— Trois Senior Examinations Officers (SEO) déplorent : « L’un des deux promus n’a que 5 ans de service, tandis que nous en avons de plus de 18 ans ! »
La grogne s’intensifie entre les murs du Mauritius Examinations Syndicate (MES), à Réduit. Un récent exercice de promotion en est à l’origine. « Il y avait deux places de Principal Examinations Officer (PEO) à pourvoir, expliquent ces employés, qui optent pour l’anonymat, par peur des représailles. Cinq personnes ont postulé, soit trois SEO et deux Junior. L’un des deux n’a que cinq ans de service au MES. Parmi les trois SEO, certains ont 18 et 15 ans de carrière. Il faut savoir qu’au MES, l’ancienneté est prise en considération quand il en vient aux promotions. »
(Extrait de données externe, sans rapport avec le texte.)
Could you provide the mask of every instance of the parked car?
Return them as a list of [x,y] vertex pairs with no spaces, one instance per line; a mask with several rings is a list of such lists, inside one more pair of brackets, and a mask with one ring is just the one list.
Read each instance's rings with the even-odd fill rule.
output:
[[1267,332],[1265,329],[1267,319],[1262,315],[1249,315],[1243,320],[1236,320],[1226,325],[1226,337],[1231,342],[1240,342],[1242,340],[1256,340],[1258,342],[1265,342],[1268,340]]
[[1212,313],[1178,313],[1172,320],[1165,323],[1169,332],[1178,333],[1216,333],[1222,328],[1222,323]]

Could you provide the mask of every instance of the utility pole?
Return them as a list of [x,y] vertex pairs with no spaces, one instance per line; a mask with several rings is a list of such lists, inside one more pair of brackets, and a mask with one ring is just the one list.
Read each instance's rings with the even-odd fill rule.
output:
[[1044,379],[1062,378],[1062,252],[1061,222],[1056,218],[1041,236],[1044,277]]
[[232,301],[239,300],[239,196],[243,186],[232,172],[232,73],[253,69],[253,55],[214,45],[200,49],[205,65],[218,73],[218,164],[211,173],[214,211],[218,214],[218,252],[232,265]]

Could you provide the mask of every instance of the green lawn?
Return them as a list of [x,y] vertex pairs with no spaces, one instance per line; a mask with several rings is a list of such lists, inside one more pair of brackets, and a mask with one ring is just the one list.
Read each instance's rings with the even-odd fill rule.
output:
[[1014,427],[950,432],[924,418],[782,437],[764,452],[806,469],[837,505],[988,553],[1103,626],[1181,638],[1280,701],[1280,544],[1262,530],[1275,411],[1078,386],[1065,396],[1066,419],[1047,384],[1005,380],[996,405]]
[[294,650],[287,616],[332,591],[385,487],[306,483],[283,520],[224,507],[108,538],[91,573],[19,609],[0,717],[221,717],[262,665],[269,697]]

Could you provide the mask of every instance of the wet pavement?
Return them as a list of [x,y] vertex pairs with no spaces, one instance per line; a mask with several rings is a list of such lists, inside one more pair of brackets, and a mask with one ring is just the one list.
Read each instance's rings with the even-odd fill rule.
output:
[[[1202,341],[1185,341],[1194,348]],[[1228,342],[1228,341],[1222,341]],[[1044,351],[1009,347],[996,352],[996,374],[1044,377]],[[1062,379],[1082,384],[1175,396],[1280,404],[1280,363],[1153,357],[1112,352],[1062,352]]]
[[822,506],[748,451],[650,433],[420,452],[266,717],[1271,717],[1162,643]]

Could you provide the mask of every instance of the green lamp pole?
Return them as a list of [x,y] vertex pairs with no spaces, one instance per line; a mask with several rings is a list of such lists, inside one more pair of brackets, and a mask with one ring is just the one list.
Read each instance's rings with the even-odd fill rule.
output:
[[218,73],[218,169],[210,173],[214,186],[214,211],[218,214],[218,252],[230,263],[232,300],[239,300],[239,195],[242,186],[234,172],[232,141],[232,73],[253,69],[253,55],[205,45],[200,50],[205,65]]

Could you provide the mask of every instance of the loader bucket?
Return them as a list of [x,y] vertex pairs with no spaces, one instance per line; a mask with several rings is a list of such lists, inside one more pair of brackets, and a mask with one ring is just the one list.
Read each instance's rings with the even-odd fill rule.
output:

Ainsi, dans une lettre du 9 janvier, envoyée à Pravind Jugnauth, et en copie à la ministre de l’Education, Leela Devi Dookun-Luchoomun, R. Meetook, SCE et Chairman du board du MES, et au secrétaire de l’Equal Opportunities Commission, les trois SEO du MES réclament que les nominations soient revues : « We are hereby making a humble appeal to you, that the recent decision to appoint junior officers in the position of Principal Examinations Officers at the MES be quashed for fairness, meritocracy and in the interest of the MES. »
Les SEO écrivent encore : « The post of PEO at MES has been based, since its creation, on seniority established at the organization and competence. The two officers have been promoted from their position of junior most Senior Examinations Officer to the post of Principal Examinations Officer at the expense of three senior most Senior Examinations Officers. The seniority has been reversed by these recent appointments. As senior most officers in the post of Senior Examinations Officers, we have each of us performed dedicatedly to ensure quality standards at MES in terms of all aspects of Examinations and Marking. As Heads of Examinations Sections at the MES, our experience of 18 years and more has been of utmost importance for the proper functioning of the MES. »
Ce qui « inquiète » ainsi les employés de cet organisme régulateur de l’éducation, c’est que : « De tout temps, le MES s’est distingué et “has been looked upon” comme une institution de confiance. Les examens et les corrections des épreuves, qui sont placées sous sa férule, qu’il s’agisse d’examens académiques, techniques, et de quelque niveau – secondaire, tertiaire, professionnelle – ont permis au MES d’acquérir un cachet de confiance parmi la population. Si désormais, il y a une “kwizinn” interne au sein de notre institution, cela va grandement affecter sa réputation et sa crédibilité. »
Les trois SEO expliquent aussi dans leur correspondance : « We are today deeply aggrieved and completely devastated that our experience/expertise/contribution and qualifications have been cast aside in favour of less experienced officers. The Junior Officers appointed as PEO’s have even been coached by the senior most of us. Each of us has been recipient of academic/training scholarships awarded by the Government of Mauritius and it is unfair and regrettable that we have been denied the opportunity to serve the MES at a higher position. » Les trois candidats lésés, disent leurs collègues, « espèrent que les autorités concernées s’enquerront de ce qui s’est passé, en réalité, dans cet exercice de promotion, et qu’ils seront rétablis dans leurs droits ».